How to compare lotteries, when one has higher probability of winning the jackpot, but another higher Expected Value?

Question

Table beneath shows that Pr(Keno's jackpot) > Pr(Grand's jackpot) > Pr(Lotto 6/49's jackpot). $\color{magenta}{\text{This Probability inequality tips you to buy Keno!}}$

But the Expected Value of 1

6/49 play $= \dfrac{$5E6}{13,983,816} - \$3 = -\$2.64$.

Grand play $= \dfrac{$7E6}{13,348,188} - \$3 = -\$2.48$.

Keno play $= \dfrac{$2.5E6}{2,147,181} - \$10 = -\$8.84$.

Hence, E(Keno) < E(6/49) < E(Grand) < 0. $\color{red}{\text{This Expected Value inequality tips you to buy Grand!}}$ Plainly, the outcomes from the $\color{magenta}{\text{Probability}}$ and $\color{red}{\text{Expected Value}}$ inequalities clash!

1. Intuitively, why does Keno have the highest probability, but Grand highest Expected Value? How do I intuit this contradictory information? Please unravel this cognitive dissonance that's freezing my brain!

2. Presuppose I can live snugly on any one of these jackpots, and fancy winning whichever one. How ought I construe the above computations? How ought I decide which lottery to buy?

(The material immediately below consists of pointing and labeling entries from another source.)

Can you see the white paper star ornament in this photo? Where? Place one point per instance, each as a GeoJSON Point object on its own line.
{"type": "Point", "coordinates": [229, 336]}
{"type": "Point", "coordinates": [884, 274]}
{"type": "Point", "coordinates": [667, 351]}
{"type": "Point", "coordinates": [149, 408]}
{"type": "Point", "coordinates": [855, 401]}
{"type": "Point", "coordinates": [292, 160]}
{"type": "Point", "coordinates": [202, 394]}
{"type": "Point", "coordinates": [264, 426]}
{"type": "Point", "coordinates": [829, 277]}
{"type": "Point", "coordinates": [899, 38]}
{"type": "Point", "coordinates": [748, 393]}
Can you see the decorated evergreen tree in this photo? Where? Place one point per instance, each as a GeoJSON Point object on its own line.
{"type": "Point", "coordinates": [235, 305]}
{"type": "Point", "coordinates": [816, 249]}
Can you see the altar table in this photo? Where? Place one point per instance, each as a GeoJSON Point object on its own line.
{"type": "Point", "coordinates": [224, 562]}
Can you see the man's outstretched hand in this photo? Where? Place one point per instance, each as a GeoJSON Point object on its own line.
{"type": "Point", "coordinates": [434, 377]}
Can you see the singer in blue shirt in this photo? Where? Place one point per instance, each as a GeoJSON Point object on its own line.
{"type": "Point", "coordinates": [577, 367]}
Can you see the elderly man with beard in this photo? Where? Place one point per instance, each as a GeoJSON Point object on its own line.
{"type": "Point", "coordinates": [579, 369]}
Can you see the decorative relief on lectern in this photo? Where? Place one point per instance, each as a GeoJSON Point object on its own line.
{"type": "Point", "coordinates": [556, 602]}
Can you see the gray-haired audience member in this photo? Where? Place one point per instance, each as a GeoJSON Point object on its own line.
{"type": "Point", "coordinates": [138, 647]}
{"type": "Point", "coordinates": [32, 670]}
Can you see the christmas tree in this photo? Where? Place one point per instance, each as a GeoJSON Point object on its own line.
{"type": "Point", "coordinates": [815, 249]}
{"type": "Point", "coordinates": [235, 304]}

Data for 3 lotteries from the Ontario Lottery and Gaming Corporation

	LOTTO 6/49	DAILY GRAND	DAILY KENO
Jackpot	\$5 million	\$1,000/day for life or \$7 million lump sum (I prefer lump sum.)	\$2.5 million
Odds of winning jackpot	$\dfrac1{13,983,816}$	$\dfrac1{13,348,188}$	$\dfrac1{2,147,181}$
Matching numbers required to win jackpot	6/6	5/5 + Grand Number	10/20 on a \$10 bet
Number pool	49	49 + Grand Number (7)	70
Number of plays one person can buy	10	5	2
Price per play	\$3	\$3	\$10

Answer 1

1. Such tradeoffs between higher probability of winning vs higher expected gain are found everywhere -- consider this toy example of a game that costs \$1 to play: you can win \$2 with 99% probability, or win \$980 with 1% probability. The expected values are 0.98 and 9.8 respectively, but people may prefer to play the first game because it's almost guaranteed to earn something. Compare this to investing in 1 index fund, vs hand-picking individual stocks that you think will do better. Something you may want to compute (if possible) is the variance, where higher variance is generally more risky.

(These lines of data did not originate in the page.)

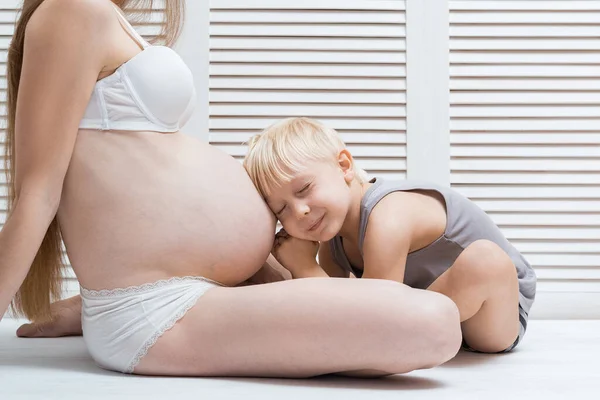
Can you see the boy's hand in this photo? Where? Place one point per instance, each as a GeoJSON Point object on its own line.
{"type": "Point", "coordinates": [293, 253]}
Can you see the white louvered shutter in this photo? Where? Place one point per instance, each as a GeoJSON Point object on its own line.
{"type": "Point", "coordinates": [525, 131]}
{"type": "Point", "coordinates": [8, 16]}
{"type": "Point", "coordinates": [339, 61]}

2. If you're only buying 1 ticket then I would maximize P(any win) because expected value is not terribly relevant for a one-off event. Since you are allowed multiple "plays" per ticket, your odds will become 10/13983816, 5/13348188, and 2/2147181, meaning P(Keno) > P(649) > P(Grand). Personally, I would not play any of these because they're all negative expected value.